Reasonable Accommodation


Reasonable accommodations are a valuable tool to protect and preserve people's housing. An individual with a disability may request a reasonable accommodation in order to have equal access to housing. Frequently, housing crises can be solved with a request for a reasonable accommodation which can be made of any housing provider. Such requests can be made about Section 8 vouchers, RAP certificates and other housing assistance. When a tenant violates the lease agreement, and that violation is connected with his or her disability, the landlord must reasonably accommodate the tenant's disability unless it is an undue burden or a fundamental alteration.

  • A reasonable accommodation is any change in policy or procedure that enables a person with a disability to access or benefit from housing. It cannot be an undue burden ($$$) or a fundamental alteration in the service provided.
  • Refusing to grant a reasonable accommodation is prohibited housing discrimination and not responding to a reasonable accommodation request is a refusal.
  • Housing providers cannot require medical records for a reasonable accommodation, but a qualifying disability must be shown (receipt of SSI or SSD is proof) and that the accommodation is connected to the disability. A specific diagnosis is not required to request an accommodation.
  • Requests for reasonable accommodations can be made orally (and without being labeled a request for a reasonable accommodation). However, it is recommended to do it in writing to make a clear record. A landlord or housing authority may not require the use of a specific form.
  • Requests for reasonable accommodations can be made at any time, including at the time of trial in housing court. (It's never too late to make a request for a reasonable accommodation.)



S.’s rent was increased by $100 a month. She would have been paying more than 50% of her income in rent every month. She would have to move to another town to an area where the rents were lower. S. had been recovering very well where she was living for 3 years; she knew her neighbors and was near her doctors and family. CLRP requested a reasonable accommodation of the Housing Authority to increase her Section 8 certificate to 110% of the Fair Market Rent for the area. The request was granted and S. was able to stay in her home.

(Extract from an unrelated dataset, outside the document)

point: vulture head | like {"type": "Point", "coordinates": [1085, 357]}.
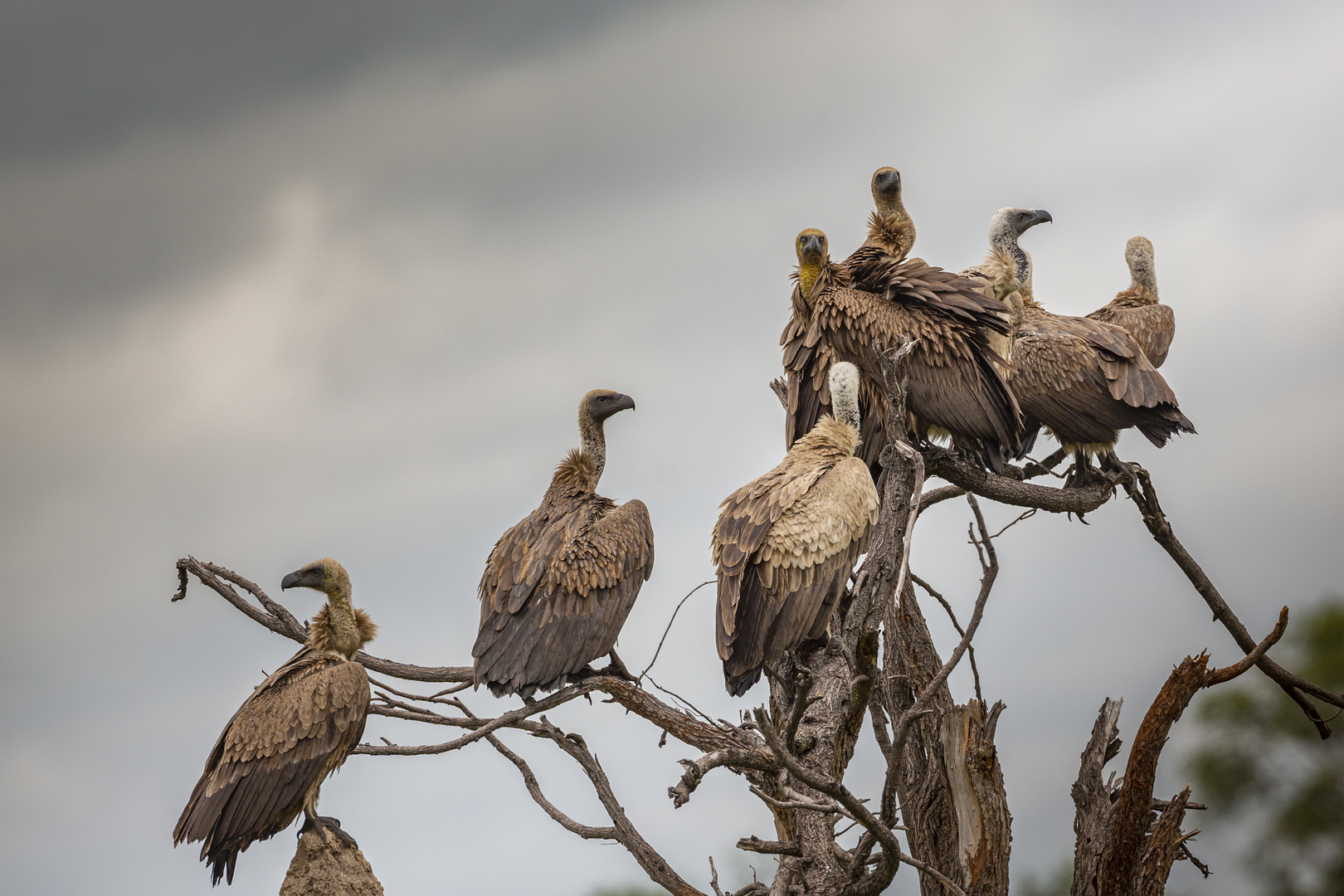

T. applied for public housing and was turned down because of his criminal record (and some questions about his credit). He requested an informal meeting with public housing and CLRP accompanied him. CLRP brought a request for a reasonable accommodation and several letters of support to the meeting. The request was granted and his name was placed on the waiting list for housing.

  • Even a difficult, uncooperative tenant must be reasonably accommodated if the failure to cooperate is related to his/her disability.
  • Be creative in suggesting reasonable accommodations.